Bug ID: JDK-8189100 Improve performance of String and Array operations on AArch64

Type: JEP
Component: hotspot
Sub-Component: compiler

Priority: P3
Status: Closed
Resolution: Withdrawn

Submitted: 2017-10-10
Updated: 2019-12-05
Resolved: 2017-11-16

Summary
------

Improve the performance of AArch64 OpenJDK port intrinsics for operations with lots of load/store operations, such as String and Array intrinsics.

Non-Goals
------

- Compare to and match the performance of other architectures for optimized operations.
- Tune generic AArch64 port intrinsics for optimal performance on a single AArch64 architecture implementation only
- Port intrinsics to ARM CPU code branch

Motivation
------

Specialized CPU architecture-specific code patterns improve the performance of user applications and benchmarks.

Description
------

Intrinsics are used to leverage CPU architecture-specific assembly code which gets executed instead of generic Java code for a given method to improve performance. While most of the intrinsics are already implemented in AArch64 OpenJDK port, the current implementation of some intrinsics may not be optimal. Specifically, some intrinsics for AArch64 architectures may benefit from software prefetching instructions, memory address alignment, instructions placement for multi-piplining CPUs, replacement of certain instruction patterns with faster ones or using SIMD instructions.

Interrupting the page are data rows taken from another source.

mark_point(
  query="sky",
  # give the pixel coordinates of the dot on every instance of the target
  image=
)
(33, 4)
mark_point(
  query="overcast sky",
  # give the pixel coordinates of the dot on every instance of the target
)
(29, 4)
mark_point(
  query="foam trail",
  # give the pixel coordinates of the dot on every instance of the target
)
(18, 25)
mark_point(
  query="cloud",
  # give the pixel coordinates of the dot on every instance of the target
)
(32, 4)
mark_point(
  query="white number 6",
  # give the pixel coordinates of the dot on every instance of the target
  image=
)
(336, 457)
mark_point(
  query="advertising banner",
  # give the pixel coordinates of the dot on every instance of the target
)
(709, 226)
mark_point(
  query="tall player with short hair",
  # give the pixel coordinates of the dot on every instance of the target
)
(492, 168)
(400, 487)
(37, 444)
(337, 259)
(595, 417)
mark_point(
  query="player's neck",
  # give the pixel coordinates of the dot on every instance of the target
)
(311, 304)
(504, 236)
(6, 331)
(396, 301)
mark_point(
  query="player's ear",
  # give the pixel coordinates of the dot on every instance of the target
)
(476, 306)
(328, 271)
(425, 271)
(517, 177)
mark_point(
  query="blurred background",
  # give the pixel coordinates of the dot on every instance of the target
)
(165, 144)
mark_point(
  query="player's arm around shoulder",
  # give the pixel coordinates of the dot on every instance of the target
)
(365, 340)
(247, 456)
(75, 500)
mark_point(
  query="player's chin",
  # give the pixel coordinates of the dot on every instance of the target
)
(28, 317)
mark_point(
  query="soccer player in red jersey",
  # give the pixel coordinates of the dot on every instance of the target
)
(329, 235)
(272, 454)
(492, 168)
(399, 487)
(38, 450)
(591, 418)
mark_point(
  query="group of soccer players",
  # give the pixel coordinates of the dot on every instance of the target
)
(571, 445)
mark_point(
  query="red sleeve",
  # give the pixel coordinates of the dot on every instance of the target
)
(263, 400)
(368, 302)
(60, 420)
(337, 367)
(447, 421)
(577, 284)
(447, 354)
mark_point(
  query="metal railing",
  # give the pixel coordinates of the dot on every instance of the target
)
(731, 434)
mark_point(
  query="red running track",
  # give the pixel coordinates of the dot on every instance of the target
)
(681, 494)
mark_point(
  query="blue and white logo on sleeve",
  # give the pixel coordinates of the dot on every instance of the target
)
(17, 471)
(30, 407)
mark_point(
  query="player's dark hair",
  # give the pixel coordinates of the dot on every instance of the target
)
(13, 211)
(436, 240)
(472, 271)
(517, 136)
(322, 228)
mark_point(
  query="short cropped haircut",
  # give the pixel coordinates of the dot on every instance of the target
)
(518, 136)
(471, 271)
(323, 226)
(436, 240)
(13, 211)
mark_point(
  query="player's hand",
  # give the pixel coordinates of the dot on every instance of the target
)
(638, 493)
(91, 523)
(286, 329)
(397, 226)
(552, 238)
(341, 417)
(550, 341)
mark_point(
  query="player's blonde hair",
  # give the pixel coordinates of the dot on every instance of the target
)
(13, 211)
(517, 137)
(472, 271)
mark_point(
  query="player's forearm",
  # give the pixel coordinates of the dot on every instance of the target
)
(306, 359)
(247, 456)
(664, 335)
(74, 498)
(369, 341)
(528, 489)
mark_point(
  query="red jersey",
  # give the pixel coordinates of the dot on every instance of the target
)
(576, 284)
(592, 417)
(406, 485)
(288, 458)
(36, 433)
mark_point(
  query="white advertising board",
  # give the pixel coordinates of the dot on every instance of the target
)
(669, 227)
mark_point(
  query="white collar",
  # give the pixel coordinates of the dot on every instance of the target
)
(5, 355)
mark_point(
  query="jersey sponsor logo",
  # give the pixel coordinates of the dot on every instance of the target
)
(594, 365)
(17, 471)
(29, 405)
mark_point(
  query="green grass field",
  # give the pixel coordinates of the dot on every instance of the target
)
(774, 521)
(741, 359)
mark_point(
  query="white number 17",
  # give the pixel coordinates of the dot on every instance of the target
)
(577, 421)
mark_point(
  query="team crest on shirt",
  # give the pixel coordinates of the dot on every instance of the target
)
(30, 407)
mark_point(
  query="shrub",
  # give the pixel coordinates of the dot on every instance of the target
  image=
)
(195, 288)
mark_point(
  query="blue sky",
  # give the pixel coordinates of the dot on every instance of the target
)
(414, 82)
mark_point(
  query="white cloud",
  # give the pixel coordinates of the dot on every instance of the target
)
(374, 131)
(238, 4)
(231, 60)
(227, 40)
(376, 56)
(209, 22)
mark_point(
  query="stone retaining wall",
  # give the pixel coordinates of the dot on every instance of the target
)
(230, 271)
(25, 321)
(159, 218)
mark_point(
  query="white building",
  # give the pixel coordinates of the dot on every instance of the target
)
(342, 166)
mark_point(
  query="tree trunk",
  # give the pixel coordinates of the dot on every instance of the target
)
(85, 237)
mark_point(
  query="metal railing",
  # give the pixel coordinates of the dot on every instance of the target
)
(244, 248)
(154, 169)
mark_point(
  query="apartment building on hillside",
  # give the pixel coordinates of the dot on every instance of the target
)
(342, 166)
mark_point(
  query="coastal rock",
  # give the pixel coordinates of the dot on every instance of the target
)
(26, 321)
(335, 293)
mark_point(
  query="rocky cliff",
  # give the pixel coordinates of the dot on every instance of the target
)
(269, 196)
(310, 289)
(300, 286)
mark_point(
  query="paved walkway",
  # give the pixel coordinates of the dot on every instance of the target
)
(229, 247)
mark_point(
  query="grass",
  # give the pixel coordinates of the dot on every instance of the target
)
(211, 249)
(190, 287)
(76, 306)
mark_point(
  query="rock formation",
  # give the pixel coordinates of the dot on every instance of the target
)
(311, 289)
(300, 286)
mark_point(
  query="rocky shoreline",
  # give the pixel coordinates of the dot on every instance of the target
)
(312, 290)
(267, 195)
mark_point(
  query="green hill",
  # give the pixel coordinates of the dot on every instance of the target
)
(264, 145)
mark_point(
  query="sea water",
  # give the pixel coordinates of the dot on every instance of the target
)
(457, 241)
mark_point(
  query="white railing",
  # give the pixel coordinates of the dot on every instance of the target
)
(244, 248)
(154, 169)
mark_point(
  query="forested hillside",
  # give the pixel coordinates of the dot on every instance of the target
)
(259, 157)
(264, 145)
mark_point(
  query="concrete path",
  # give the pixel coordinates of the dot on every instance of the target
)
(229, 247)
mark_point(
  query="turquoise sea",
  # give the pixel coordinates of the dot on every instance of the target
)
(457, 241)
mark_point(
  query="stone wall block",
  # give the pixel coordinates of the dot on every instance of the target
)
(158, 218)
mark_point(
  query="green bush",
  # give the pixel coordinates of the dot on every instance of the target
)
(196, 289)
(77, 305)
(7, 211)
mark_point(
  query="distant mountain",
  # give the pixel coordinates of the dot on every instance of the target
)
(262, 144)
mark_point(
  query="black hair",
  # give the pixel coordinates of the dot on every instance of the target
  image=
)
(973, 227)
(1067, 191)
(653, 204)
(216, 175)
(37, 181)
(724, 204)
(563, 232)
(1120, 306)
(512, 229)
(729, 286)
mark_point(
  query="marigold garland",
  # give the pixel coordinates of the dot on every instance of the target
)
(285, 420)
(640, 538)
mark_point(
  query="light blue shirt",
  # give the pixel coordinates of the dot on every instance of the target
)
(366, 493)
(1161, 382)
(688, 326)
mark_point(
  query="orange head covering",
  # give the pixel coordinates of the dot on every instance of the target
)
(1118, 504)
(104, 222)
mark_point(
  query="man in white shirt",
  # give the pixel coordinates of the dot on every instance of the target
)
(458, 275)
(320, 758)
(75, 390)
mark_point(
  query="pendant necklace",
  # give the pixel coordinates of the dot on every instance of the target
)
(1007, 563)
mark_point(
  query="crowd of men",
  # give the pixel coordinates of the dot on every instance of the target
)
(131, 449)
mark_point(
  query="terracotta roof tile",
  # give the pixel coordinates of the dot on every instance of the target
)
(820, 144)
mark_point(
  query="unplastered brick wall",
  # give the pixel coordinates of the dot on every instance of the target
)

This includes (but is not limited to) such typical operations as String::compareTo, String::indexOf, StringCoding::hasNegatives, Arrays::equals, StringUTF16::compress, StringLatin1::inflate and checksum calculations.

Depending on the intrinsic algorithm, most common intrinsic use case, and CPU specifics the following changes may be considered:

- Use the ARM NEON instruction set. Such code (if any will be created) will be placed under a flag (like UseSIMDForMemoryOps flag) in case the existing algorithm has non-NEON version.
- Use prefetch hint instruction (PRFM). The effect of this instruction depends on various factors like presence of a CPU hardware prefetcher and its capabilities, cpu/memory clock ratio, memory controller specifics and particular algorithm needs.
- Reorder instructions and reduce data dependencies to allow out-of-order execution where possible.
- Avoid unaligned memory access if needed. Some CPU implementations have penalties issuing load/store across 16-byte boundary, dcache_line boundary or have different optimal alignment for different load/store instructions (see, for example, Cortex A53 guide). If the aligned versions of intrinsics do not slow down code execution on alignment-independent CPUs, it may be beneficial to improve address alignment to help those CPUs that do have some penalties, provided it does not significantly increase code complexity.

Testing
------

- Revised intrinsics performance will be tested on Cortex A53 and Cavium ThunderX hardware using JMH benchmarks and SPECjvm2005 where applicable.
- Functional correctness will be tested using jtreg test suite. Additional tests might be created in case the existing testbase doesn't provide sufficient coverage.

Risks and Assumptions
------

- It is not possible to perform testing and measurements on all AArch64 hardware variants. We will rely on OpenJDK community to perform testing on hardware from vendors we currently do not have in-house should they find it necessary when patches are submitted for review.
- Efforts will be made to improve the performance of a generic AArch64 port intrinsic implementation. In cases where this is not possible, specialized versions of intrinsics for a given hardware vendor may need to be written.
- Intrinsics which are in scope of the JEP are CPU architecture-specific and changing them does not affect shared HotSpot code.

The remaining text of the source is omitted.